The leather assortment is built for actual build decisions
Buckleguy’s leather assortment includes vegetable-tanned, chrome-tanned, exotic, and hair-on hides, and you can shop by tannery, cut, type, and firmness.
It carries vegetable-tanned leathers from Wickett & Craig, Hermann Oak, Horween, Sedgwick English Bridle, and Valdibrana Italian Vachetta, among others. It also stocks chrome-tanned leather from tanneries such as Horween and Hoffman of Germany. On top of that, Buckleguy carries hides, sides, straps, panels, shoulders, bellies, scrap, and kits.
If you are testing a pattern, scrap and smaller cuts can be the smartest move. If you are dialing in a production run, sides, panels, and straps make more sense. If you already know how a tannage behaves, shopping by tannery and firmness is a lot more useful than browsing generic “brown leather” buckets and guessing your way through a build.
Why the no-minimum leather policy is a big deal
Buckleguy sells leather without an order minimum. No minimum means you are not forced into overbuying just to get access to better material. That is especially useful when you are prototyping, trying a new design, or making a few pieces at a time and do not want dead stock sitting on a shelf.
A one-person workshop can buy more like a small shop without taking on the burden of a small warehouse. You can test a design in a few hides, learn where the grain behaves, see how your edge finish reads, and then come back for more if the pattern earns it.
Hardware is the other half of the story
Buckleguy manufactures its own solid brass hardware in its own factory, and the hardware is made for the leather craft and accessory markets. Its brass hardware meets or exceeds quality expectations for discerning makers and manufacturers, and it works weekly in R&D to develop new hardware items, finishes, and styles.
Hardware is where a project can go sideways fast: a snap that does not seat cleanly, a buckle finish that clashes with your zipper, or a rivet that looks right in the photo but feels flimsy on the bench. If a supplier controls its own brass hardware production, it has more leverage over finish matching and supply continuity than a reseller stitching together parts from different sources.
Riri zippers and the details that keep builds moving
Buckleguy is the USA distributor of Riri zippers by the yard and stocks metal sizes 4, 6, 8, and 10 in multiple tape and teeth colors.
By-the-yard zipper supply is useful because it gives you control over length, pull placement, and waste. If you are building multiple bags or trying to standardize a pattern, that makes the zipper system part of your workflow instead of a last-minute hunt through random trim suppliers.
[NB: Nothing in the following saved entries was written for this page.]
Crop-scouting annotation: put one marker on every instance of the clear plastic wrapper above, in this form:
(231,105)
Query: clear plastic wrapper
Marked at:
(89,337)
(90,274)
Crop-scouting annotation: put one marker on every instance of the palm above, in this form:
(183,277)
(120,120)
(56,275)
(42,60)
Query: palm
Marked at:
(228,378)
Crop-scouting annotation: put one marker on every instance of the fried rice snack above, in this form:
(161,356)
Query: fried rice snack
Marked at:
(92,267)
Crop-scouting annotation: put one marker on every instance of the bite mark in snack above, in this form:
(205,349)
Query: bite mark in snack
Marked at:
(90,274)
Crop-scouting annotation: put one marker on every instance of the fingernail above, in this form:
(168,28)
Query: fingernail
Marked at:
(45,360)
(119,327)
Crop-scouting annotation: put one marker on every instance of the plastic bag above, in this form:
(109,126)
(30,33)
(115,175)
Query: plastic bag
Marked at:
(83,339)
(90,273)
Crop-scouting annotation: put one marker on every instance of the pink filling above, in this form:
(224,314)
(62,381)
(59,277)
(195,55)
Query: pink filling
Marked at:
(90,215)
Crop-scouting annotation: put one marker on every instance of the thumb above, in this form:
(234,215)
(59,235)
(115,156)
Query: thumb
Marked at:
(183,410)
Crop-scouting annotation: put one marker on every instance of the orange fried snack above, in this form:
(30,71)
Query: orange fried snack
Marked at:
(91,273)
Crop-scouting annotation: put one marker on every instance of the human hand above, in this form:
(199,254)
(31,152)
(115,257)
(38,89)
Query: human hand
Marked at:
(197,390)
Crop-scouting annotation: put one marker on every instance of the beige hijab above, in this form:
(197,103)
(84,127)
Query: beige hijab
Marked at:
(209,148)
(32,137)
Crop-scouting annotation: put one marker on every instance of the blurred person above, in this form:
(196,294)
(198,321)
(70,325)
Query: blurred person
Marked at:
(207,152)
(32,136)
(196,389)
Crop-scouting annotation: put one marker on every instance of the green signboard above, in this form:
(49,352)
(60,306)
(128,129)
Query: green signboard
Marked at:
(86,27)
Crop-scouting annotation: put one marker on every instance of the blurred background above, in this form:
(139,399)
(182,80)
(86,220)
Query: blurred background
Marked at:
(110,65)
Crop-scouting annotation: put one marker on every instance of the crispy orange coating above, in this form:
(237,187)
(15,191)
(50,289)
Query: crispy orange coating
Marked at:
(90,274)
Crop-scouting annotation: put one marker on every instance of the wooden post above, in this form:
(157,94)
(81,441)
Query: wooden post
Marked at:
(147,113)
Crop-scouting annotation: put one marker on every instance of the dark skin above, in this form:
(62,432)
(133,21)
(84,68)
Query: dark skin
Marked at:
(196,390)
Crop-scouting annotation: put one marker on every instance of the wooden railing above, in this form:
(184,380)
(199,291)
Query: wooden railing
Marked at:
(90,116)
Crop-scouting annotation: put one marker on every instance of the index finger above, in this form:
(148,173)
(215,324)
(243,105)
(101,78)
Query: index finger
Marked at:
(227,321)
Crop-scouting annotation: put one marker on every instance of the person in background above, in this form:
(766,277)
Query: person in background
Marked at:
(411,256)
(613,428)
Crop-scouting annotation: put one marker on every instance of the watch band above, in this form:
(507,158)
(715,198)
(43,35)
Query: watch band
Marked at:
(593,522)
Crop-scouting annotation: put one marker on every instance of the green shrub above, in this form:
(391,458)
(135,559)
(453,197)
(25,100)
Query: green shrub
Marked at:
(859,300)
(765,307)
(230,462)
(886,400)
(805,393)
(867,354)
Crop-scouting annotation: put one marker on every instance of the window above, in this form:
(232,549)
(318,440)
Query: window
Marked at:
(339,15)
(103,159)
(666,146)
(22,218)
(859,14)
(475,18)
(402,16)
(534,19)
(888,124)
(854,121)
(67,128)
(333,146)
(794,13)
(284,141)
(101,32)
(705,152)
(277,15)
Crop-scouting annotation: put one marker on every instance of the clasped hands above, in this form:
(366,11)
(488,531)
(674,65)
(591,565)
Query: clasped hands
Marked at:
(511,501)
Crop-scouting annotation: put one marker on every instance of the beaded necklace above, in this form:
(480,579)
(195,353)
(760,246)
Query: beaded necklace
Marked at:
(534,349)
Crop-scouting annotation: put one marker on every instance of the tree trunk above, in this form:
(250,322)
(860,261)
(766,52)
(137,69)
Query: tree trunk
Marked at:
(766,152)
When the pro-grade supplier is worth it
Buckleguy makes sense when your next problem is not “Can I buy leather?” but “Can I buy matched components I trust?” If you are making a belt with consistent brass findings, a bag with the right zipper size, or a batch of small goods that need the same finish across every part, its mix of hides, hardware, and accessories is built for that kind of work.